Here is an alexandrine that haunts me night and day—
“Sweete is the love that comes alone with willingnesse.”
As a rule, I hate writing with the books I am speaking of near me; they fetter one cruelly when they are at hand. There is a tendency to verify one’s memory, and read up the context of favourite lines. This is checking to the speed and chilling to the spirits. When I was saying something about the Spelling-Book and the Pilgrim’s Progress, I had the copies within arm’s length, for I did not know either well enough to trust to memory. Since I got done with them I have placed them in distant safety. But one likes to handle Spenser—to have it nigh. My copy is lying at my left elbow in the blazing sun as I write now. It seems to me I shall never again look into the Spelling-Book or the Pilgrim’s Progress. Fables and allegories are only foolishnesses fit for people of weak intellect and children. Well, when I put down this pen, and before this ink is dry, I shall have resumed my interrupted reading of the Faerie Queen at page 473. My intellect is too weak and my heart too childish to resist the seduction of Spenser’s verse. So much for my own theory of allegory and my respect for my own theory.
MY COPY OF KEATS.
The only copy of Keats I ever owned is a modest volume published by Edward Moxon and Co. in the year 1861. By writing on its yellow fly-leaf I find it was given to me four years later, in September 1865. At that time it was clean and bright, opened with strict impartiality when set upon its back, and had not learned to respond with alacrity to hasty searches for favourite passages.

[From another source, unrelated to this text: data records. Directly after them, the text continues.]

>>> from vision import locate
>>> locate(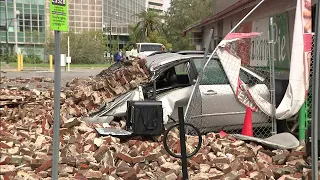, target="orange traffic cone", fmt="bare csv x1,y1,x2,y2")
242,107,253,136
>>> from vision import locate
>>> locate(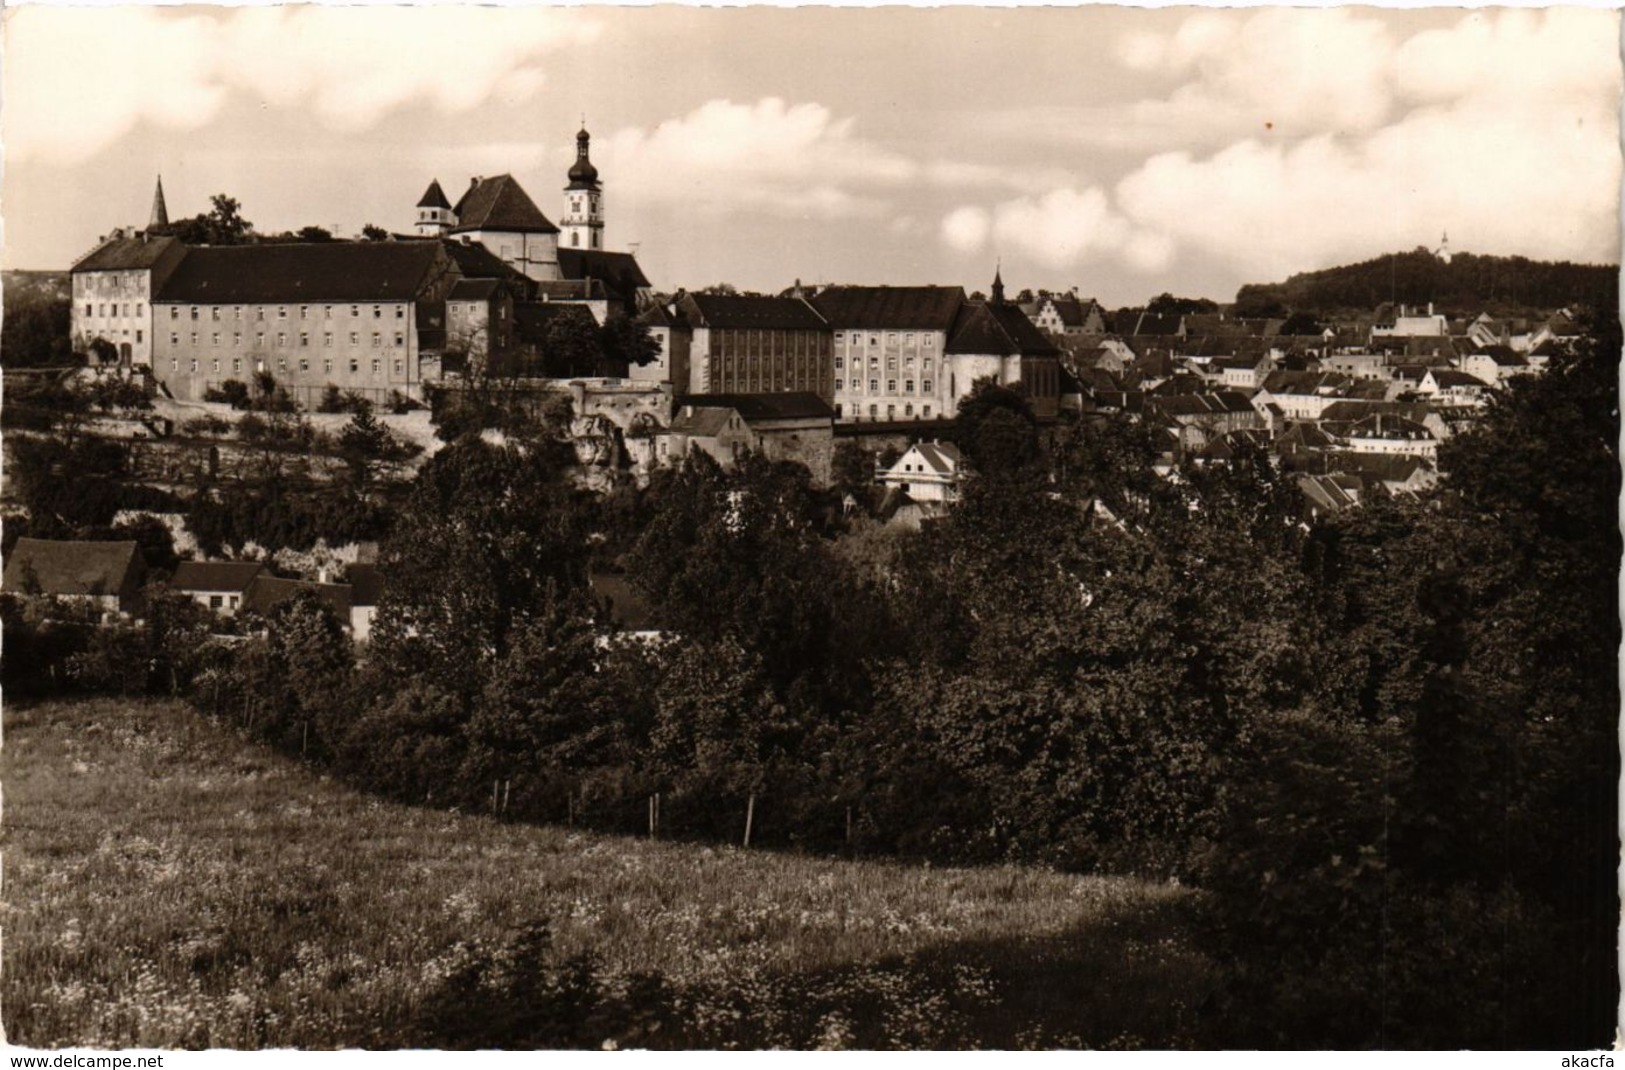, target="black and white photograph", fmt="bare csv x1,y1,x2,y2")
1,1,1620,1052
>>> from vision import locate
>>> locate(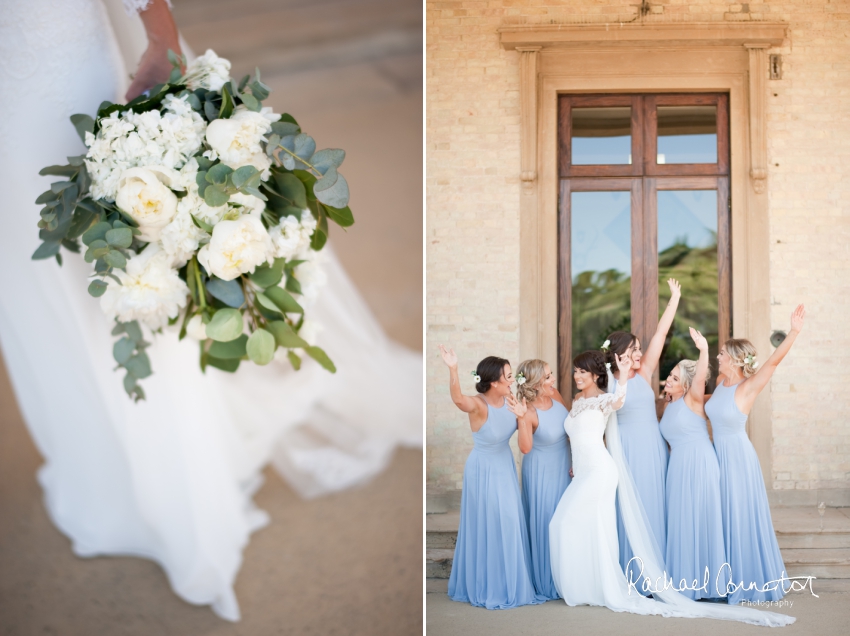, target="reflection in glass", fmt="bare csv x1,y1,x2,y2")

The binding is now racked and feeble from use; and if, as in army regulations, service under warm suns is to be taken for longer service in cooler climes, it may be said that to the exhaustion following overwork have been added the prejudices of premature age.
It is not bound as books were bound once upon a time, when they outlasted the tables and chairs, even the walls; ay, the very races and names of their owners. The cover is simple plain blue cloth; on the back is a little patch of printing in gold, with the words Keats’s Poetical Works in the centre of a twined gilt ribbon and twisted gilt flowers. The welt at the back is bleached and frayed; the corners of the cover are battered and turned in. There is a chink between the cover and the arched back; and the once proud Norman line of that arc is flattened and degraded, retaining no more of its pristine look of sturdy strength than a wheaten straw after the threshing.
In a list of new books preceding the biography of the poet I find the volume I speak of under the head “Poetry—Pocket Editions;” described as “Keats’s Poetical Works. With a Memoir by R. M. Milnes. Price 3s. 6d. cloth.” It was from no desire to look my gift-horse in the mouth I alighted upon the penultimate fact disclosed in the description. When I become owner of any volume my first delight in it is to read the catalogue of new books annexed, if there be any, before breaking my fast upon the subject-matter of the writer in my hand—as a poor gentleman in a spacious restaurant, who, having ordered luncheon, consisting of bread and cheese, butter, and a half-pint of bitter ale, takes up the bill of fare and the list of wines, and designs for his imagination a feast his purse denies to his lips.